В конце концов, возможно, правы были коммунисты, поставившие электорат перед выбором: мир и дружба народов либо пожизненное заключение.
Помните ту потрясающую девушку, которая подорвалась на взрывчатке, убирая с дороги антисемитский лозунг?
Уверена: те кто заряжал адскую машинку, даже не думали, что эту мерзость пожелает убрать с глаз не еврей, не еврейка, а нормальная русская девушка. Что ей будет противно это видеть!
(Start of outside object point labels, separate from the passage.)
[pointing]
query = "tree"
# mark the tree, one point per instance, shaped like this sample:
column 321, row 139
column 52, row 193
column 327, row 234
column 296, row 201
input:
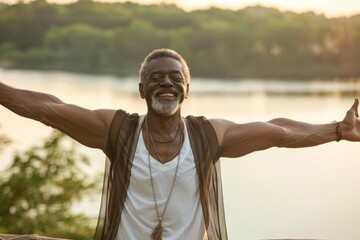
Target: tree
column 40, row 186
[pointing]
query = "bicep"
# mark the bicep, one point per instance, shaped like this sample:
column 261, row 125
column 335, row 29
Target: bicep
column 236, row 140
column 88, row 127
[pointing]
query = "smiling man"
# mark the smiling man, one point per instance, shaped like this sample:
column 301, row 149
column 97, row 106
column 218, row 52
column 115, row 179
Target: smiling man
column 162, row 176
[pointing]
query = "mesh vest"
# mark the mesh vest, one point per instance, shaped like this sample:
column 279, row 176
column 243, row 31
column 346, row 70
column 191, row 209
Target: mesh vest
column 121, row 144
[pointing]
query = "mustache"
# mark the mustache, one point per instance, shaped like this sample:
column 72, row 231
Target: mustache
column 162, row 89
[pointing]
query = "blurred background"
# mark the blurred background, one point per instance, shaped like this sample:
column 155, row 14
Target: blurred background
column 249, row 60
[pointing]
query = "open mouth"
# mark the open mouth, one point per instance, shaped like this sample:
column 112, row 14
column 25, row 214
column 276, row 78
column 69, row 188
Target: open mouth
column 166, row 95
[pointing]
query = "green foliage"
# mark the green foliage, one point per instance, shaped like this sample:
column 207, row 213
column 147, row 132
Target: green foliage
column 39, row 188
column 113, row 38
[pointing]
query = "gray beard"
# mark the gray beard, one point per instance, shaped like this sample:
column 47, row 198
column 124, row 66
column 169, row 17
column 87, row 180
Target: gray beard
column 165, row 109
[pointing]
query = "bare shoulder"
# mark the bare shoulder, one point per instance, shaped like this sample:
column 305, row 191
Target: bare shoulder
column 106, row 115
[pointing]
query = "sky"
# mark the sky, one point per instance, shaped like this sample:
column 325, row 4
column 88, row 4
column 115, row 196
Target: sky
column 330, row 8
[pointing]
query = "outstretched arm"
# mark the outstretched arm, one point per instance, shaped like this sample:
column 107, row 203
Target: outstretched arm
column 85, row 126
column 236, row 140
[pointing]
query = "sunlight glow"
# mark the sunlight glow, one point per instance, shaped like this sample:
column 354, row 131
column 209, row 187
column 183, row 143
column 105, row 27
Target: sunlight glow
column 330, row 8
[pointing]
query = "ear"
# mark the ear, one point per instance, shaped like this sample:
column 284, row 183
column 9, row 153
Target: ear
column 141, row 90
column 187, row 91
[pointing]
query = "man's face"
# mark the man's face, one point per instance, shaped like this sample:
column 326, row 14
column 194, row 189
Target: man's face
column 165, row 87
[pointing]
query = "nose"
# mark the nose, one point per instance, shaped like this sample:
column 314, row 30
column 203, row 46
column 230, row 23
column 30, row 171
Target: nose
column 166, row 82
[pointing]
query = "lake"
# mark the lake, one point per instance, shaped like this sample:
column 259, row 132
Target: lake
column 277, row 193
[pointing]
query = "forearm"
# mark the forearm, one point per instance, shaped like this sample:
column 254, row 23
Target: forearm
column 299, row 134
column 25, row 103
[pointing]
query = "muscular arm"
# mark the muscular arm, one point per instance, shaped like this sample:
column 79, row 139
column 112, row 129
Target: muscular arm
column 236, row 140
column 85, row 126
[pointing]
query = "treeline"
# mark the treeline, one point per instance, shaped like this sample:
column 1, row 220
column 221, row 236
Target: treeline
column 113, row 38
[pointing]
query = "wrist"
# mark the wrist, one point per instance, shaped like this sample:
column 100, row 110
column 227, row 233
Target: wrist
column 338, row 130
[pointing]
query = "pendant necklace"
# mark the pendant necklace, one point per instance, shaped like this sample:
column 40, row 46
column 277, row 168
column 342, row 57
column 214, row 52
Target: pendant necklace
column 159, row 229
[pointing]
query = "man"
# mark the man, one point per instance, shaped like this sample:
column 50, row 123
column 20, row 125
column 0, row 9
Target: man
column 162, row 179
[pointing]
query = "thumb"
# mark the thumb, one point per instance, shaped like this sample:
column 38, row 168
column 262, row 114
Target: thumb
column 355, row 107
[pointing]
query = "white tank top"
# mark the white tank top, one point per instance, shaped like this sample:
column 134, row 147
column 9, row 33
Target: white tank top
column 183, row 219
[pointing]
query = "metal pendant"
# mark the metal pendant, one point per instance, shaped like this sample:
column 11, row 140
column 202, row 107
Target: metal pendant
column 157, row 233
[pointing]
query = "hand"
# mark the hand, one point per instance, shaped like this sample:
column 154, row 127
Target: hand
column 351, row 123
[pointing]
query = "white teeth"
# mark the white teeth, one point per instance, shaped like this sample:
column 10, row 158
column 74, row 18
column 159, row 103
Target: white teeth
column 166, row 95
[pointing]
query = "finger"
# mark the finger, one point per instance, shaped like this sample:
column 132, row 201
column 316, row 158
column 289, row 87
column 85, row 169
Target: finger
column 355, row 107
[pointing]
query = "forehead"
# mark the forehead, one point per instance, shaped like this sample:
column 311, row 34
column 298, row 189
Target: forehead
column 164, row 64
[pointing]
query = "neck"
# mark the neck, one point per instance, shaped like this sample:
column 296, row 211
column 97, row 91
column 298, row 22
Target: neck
column 163, row 125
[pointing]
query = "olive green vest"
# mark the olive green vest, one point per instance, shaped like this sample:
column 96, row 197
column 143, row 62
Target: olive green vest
column 121, row 144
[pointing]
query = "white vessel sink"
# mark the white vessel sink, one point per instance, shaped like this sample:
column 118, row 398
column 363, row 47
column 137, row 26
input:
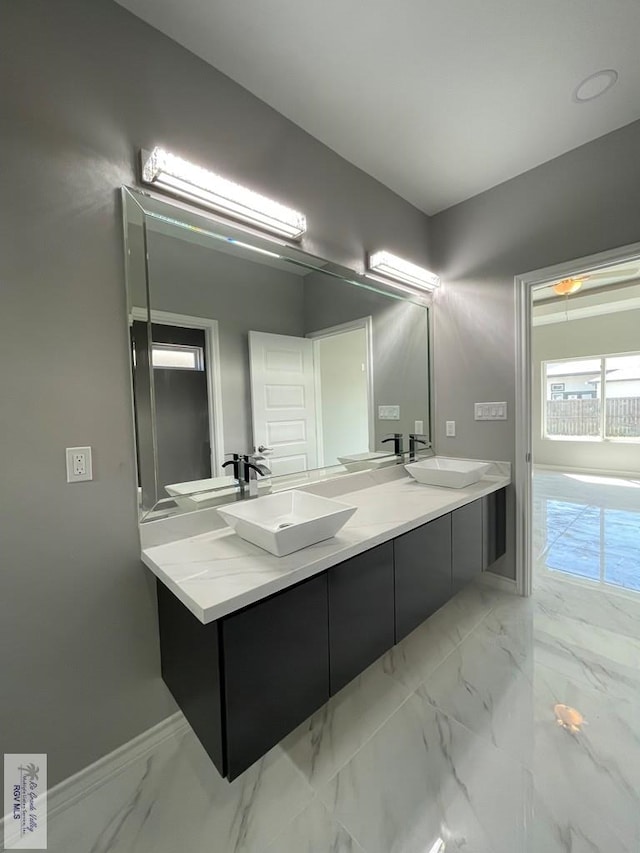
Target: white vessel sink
column 365, row 461
column 453, row 473
column 286, row 522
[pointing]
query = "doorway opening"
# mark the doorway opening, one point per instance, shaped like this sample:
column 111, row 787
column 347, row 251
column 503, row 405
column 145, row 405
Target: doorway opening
column 578, row 422
column 185, row 437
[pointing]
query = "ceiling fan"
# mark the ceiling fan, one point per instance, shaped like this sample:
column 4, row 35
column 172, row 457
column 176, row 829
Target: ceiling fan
column 567, row 286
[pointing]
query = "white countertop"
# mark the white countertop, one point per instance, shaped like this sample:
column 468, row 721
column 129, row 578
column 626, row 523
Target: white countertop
column 217, row 573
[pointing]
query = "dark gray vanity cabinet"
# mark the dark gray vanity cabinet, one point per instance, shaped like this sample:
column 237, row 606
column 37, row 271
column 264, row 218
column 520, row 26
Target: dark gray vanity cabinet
column 276, row 669
column 494, row 530
column 361, row 613
column 466, row 543
column 247, row 680
column 423, row 579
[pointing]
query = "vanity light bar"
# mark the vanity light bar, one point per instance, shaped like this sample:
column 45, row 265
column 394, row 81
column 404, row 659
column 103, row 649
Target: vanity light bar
column 391, row 266
column 171, row 173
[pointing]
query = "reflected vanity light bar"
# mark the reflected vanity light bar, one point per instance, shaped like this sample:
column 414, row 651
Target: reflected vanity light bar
column 391, row 266
column 177, row 176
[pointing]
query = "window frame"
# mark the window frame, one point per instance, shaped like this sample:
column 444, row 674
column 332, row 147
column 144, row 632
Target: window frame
column 197, row 351
column 602, row 436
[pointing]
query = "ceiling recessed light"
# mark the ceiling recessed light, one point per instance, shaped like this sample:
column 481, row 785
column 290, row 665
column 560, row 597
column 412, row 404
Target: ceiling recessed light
column 595, row 85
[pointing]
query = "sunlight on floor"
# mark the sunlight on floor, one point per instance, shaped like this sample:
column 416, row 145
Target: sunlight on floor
column 587, row 527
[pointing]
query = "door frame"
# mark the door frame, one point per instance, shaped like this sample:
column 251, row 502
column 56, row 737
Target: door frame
column 214, row 373
column 523, row 285
column 365, row 323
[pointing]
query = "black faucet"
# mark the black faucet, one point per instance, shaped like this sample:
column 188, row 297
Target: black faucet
column 396, row 438
column 415, row 439
column 237, row 463
column 245, row 470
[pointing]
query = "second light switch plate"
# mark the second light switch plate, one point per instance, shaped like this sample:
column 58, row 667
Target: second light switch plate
column 389, row 413
column 490, row 411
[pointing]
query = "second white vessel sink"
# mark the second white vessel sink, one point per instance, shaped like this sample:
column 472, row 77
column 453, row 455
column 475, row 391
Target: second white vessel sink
column 442, row 471
column 286, row 522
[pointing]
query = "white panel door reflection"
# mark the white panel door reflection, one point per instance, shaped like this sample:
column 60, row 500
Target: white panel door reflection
column 283, row 400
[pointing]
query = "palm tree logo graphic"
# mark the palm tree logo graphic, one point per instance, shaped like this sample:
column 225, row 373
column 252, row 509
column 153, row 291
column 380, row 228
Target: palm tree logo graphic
column 30, row 771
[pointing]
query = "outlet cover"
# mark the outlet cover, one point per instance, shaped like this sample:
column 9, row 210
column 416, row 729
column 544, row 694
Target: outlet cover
column 389, row 413
column 79, row 465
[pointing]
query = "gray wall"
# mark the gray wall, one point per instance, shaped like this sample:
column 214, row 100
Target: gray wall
column 608, row 333
column 583, row 202
column 84, row 86
column 187, row 278
column 400, row 346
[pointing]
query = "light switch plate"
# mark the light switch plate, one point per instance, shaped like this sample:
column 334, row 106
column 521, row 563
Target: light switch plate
column 79, row 464
column 389, row 413
column 490, row 411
Меня не удивило, что русская девушка убрала с дороги этот плакат. Меня удивило то, что ее многочисленные операции оплатило не наше демократическое государство, а государство Израиль.
Почему нашему государству наплевать на жизнь и здоровье своих немногочисленных порядочных граждан?! Ведь эта девушка была гражданкой России, а не Израиля! Она была русской!
Я позволила себе то, чего не позволяла никогда: вслух выругалась матом.
Да, я прогрессирую семимильными шагами. Еще немного — и меня нельзя будет отличить от множества тупых ублюдков, слоняющихся по улицам с бутылками пива в руках и матерящихся по любому поводу и без него.
Не дай бог!
Я опомнилась, устыдилась и перекрестилась.
Лучше умереть, чем докатиться до такого финала.
Боги, не будьте к нам такими жестокими! Не лишайте разума!
Несколько дней после визита Лары я провела в угрюмом оцепенении.
Наниматель не беспокоил меня звонками, и это было самым разумным, что он мог сделать.
На пятый день я поднялась с дивана и наметила план действий.
Собрала немногочисленные мамины золотые вещи и отправилась в скупку.
Перед скупкой на улице маялось несколько молодых людей заговорщического вида.
— Что у вас? — вполголоса спросил один из них, почуяв запах золота.
— Часы и кольца.
— Покажите.
Я вытащила сверток.
Мамины золотые часики достались ей в наследство от бабушки. Толстое обручальное кольцо и несколько колечек поменьше приобретались в течение всей семейной жизни. Огромный янтарный кулон в золотой оправе был подарком отца к пятилетию свадьбы.
Парень быстро оглядел все предложенное.
— Шестьсот долларов, — сказал он категорично.
— Мне нужна тысяча.
— Шестьсот долларов.
Я пожала плечами и побрела к магазину.
— Девушка!
Я остановилась.
— Там больше не дадут!
— Посмотрим.
И я продолжила движение.
— Семьсот! — пошел на попятную парень.